North Korea threatens seventh nuclear test in Pacific
He suggested that the United Nations secretary general, Antonio Guterres, get the six nations: U.S., S.
Korea, N. Korea, Russia, Japan and China to have talks and reduce tensions instigated by Trump to denuclearize the Korean Peninsula. Mr. Kimball's request comes days after President Trump threatened to "totally destroy North Korea" during his speech at the UN. North Korean Supreme Leader Kim Jong-un made a statement on Friday where he responded in kind saying that Trump had "made the most ferocious declaration of war in history."

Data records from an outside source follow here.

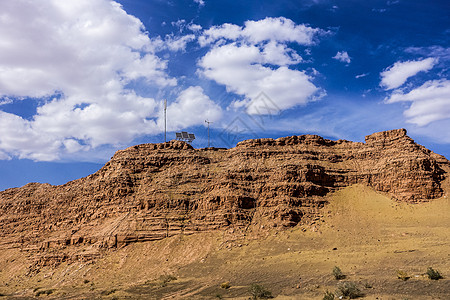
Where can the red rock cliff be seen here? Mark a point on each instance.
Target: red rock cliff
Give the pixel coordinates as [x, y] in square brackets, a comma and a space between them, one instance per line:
[152, 191]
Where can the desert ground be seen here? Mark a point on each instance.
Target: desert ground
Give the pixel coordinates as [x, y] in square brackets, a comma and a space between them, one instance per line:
[365, 233]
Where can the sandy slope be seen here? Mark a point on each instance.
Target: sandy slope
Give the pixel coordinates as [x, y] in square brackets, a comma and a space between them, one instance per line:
[365, 233]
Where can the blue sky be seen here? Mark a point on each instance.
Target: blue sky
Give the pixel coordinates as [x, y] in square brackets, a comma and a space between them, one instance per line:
[81, 79]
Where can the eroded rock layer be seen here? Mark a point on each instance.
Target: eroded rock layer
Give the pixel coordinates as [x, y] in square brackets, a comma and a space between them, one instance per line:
[152, 191]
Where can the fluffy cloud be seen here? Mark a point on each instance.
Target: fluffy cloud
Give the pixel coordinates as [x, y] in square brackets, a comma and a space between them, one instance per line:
[397, 74]
[429, 102]
[268, 29]
[200, 2]
[342, 57]
[255, 59]
[192, 107]
[80, 57]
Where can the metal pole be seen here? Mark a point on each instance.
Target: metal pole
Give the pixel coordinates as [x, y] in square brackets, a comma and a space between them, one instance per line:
[165, 120]
[209, 145]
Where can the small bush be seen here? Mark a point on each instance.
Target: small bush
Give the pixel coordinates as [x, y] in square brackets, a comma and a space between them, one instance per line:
[337, 273]
[349, 290]
[165, 279]
[108, 292]
[259, 292]
[433, 274]
[402, 275]
[328, 296]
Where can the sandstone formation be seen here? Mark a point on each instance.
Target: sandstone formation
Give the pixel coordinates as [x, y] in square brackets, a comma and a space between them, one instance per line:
[152, 191]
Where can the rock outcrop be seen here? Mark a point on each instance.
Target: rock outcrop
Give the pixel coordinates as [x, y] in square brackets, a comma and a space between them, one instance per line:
[152, 191]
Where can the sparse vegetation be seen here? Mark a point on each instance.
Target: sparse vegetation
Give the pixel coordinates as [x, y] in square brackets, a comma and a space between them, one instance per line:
[165, 279]
[433, 274]
[349, 290]
[328, 296]
[44, 292]
[337, 273]
[402, 275]
[108, 292]
[259, 292]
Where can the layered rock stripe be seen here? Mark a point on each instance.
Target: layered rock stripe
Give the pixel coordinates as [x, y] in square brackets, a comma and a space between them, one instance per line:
[152, 191]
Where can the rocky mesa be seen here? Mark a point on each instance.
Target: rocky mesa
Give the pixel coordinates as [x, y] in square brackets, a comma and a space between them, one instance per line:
[152, 191]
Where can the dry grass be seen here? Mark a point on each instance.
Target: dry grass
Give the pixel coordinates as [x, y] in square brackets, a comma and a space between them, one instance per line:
[373, 237]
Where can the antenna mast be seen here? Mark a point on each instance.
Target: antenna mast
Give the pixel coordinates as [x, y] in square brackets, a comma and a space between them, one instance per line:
[165, 120]
[206, 121]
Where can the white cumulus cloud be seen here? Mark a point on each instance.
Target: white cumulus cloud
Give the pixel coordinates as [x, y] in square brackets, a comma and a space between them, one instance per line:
[342, 56]
[192, 107]
[397, 74]
[255, 59]
[80, 58]
[429, 102]
[269, 29]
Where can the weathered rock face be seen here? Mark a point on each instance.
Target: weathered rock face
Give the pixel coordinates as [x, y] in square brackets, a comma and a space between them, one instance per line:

Kim Jong-un also expressed in his statement that Trump had denied his existence and insulted him before the entire world. Mr. Kim's foreign minister, Ri Yong-ho, also made a more specific threat to the U.S. outside of a New York hotel he was staying following Trump's speech, saying that the decision to take the next step was entirely up to Kim Jong-un.
But he also added that his country could conduct the "biggest ever Hydrogen Bomb test in the Pacific."
Comparisons to 37-year-old hydrogen bomb test
According to the article, the foreign minister would not have made such a statement without the supreme leader's approval. And while some analysts expressed doubt that Kim Jong-un had the capability or even the political courage to conduct an atmospheric test of a hydrogen bomb, it's been widely reported that the Hermit Kingdom had conducted plenty of underground nuclear tests in their own country.
Last month, the DPRK conducted its sixth Nuclear Test which was said to be a hydrogen bomb and its biggest one to date. Mr. Ri's statement recalls the last time an atmospheric nuclear test had been conducted in 1980.
According to the NY Times report, a security expert who is with Seoul's Korea National Diplomatic Academy said that it was unlikely that N.
Korea could dispatch ships to the Pacific, especially since the U.S. has ships there monitoring the area. The details over China's 37-year-old hydrogen bomb test was that they fired a nuclear-tipped ballistic missile 1,300 miles west of Beijing into a salt flat in the desert.
The question now -- about the DPRK's hydrogen bomb threat -- is whether they have a nuclear warhead that could withstand re-entry into the Earth's atmosphere. It's already predicted that such a nuclear test in the Pacific Ocean would spread radiation for over a thousand miles. It's suggested that the test North Korea is referring to would detonate in the atmosphere rather than on land or water. Many experts who have monitored North Korea feel that they might not have the capability but Kim Jong-un's regime had surprised those same experts who only theorized the DPRK had certain weapons before they were confirmed as being real.